D.Barberis explained that the ATLAS tests are still under development therefore the values reported are not to be considered very realistic, both the positive and the negative ones. The issues were mostly on the test configuration of the connection between SE and CE at some of the sites.
A major bug was fixed only in mid-October; therefore also for this month part the values will not be reliable. From this week on the ATLAS SAM values should be correct.
S.Belforte and A.Sciabá are looking into the issue.
- FNAL: there is a name clash in the SRM endpoint that is being fixed.
- IN2P3: executing a test that is misconfigured at IN2P3. CMS will fix it.
The issue at INFN are about accessing files. Could be a mismatch between the file catalog and the SE and not a site problem.
There is no real follow-up daily of the tests and is difficult to catch up at the end of the month.
The numbers are over positive in the table because the SAM test do not test all services needed by LHCb.
L.Dell’Agnello asked where could INFN find more information about the LHCb tests.
Ph.Charpentier replied that all information in on the LHCB SAM tests page.
L.Robertson concluded that the tests are still under development and will be prepared during the next few months. Until then the results will be discussed in the MB but not presented in other reports.
7. Sites Reliability Reports for September 2007 (Sites Reports; Slides) - A.Aimar
A.Aimar briefly commented the Site Reliability Reports for September 2007.
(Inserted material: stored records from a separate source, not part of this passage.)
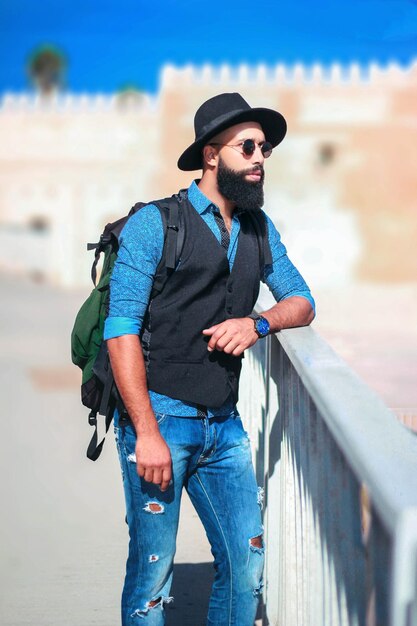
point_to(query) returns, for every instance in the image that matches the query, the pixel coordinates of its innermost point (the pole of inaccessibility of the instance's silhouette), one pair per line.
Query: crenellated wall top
(288, 75)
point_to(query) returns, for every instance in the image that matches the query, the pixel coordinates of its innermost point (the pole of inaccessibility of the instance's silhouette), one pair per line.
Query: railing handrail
(379, 449)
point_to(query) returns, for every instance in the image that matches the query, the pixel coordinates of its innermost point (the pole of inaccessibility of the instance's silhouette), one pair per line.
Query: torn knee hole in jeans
(256, 544)
(153, 507)
(260, 497)
(151, 605)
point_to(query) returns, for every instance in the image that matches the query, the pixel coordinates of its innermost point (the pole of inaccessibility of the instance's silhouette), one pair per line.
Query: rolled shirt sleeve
(282, 277)
(140, 251)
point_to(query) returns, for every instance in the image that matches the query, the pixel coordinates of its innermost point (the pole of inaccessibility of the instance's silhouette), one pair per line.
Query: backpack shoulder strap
(174, 235)
(261, 229)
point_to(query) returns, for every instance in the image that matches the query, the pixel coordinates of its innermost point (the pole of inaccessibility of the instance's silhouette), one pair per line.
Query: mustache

Here is the summary of the reliability since January 2007.
We have again 7 sites above 91% (current target) and 2 above 82% (90% of the target). The two sites below target are very close (FNAL and RAL) so we could easily have had 9 sites this time above target.
Below is the progression of the global averages in the last 6 months:
Average 8 best sites: Sept 93% Aug 94% Jul 93% Jun:87% May 94% Apr 92%
Average all sites: Sept 89% Aug 88% Jul 89% Jun:80% May 89% Apr 89%
The site reports are available here and are summarized by the table below.
Most of the issues are on:
- SRM and SE components that will anyway be upgraded; therefore not much progress is expected until these upgrades.
- Operational issues regarding certificated, network or power problems or maintenance
J.Gordon explained that a certificate badly renewed on Friday was discovered on Monday. And was enough to go to 90% and therefore RAL is below the target.
F.Hernandez noted that the scheduled downtime for IN2P3 is not taken into account and otherwise the availability will be better.
G.Merino reported that on 11 September the unavailability is not clear. SAM restarted working at PIC without intervention. As is only in PIC down that day it is not clear why the SAM tests failed and restarted at PIC.
J.Templon added that in October there will be a week with a major problem at SARA and he submitted a ticket about it.
L.Robertson noted that from next quarter the target should raise to 93%.
I.Fisk and R.Tafirout were confirmed as speakers at the Comprehensive Review.
9. Summary of New Actions
The full Action List, current and past items, will be in this wiki page before next MB meeting.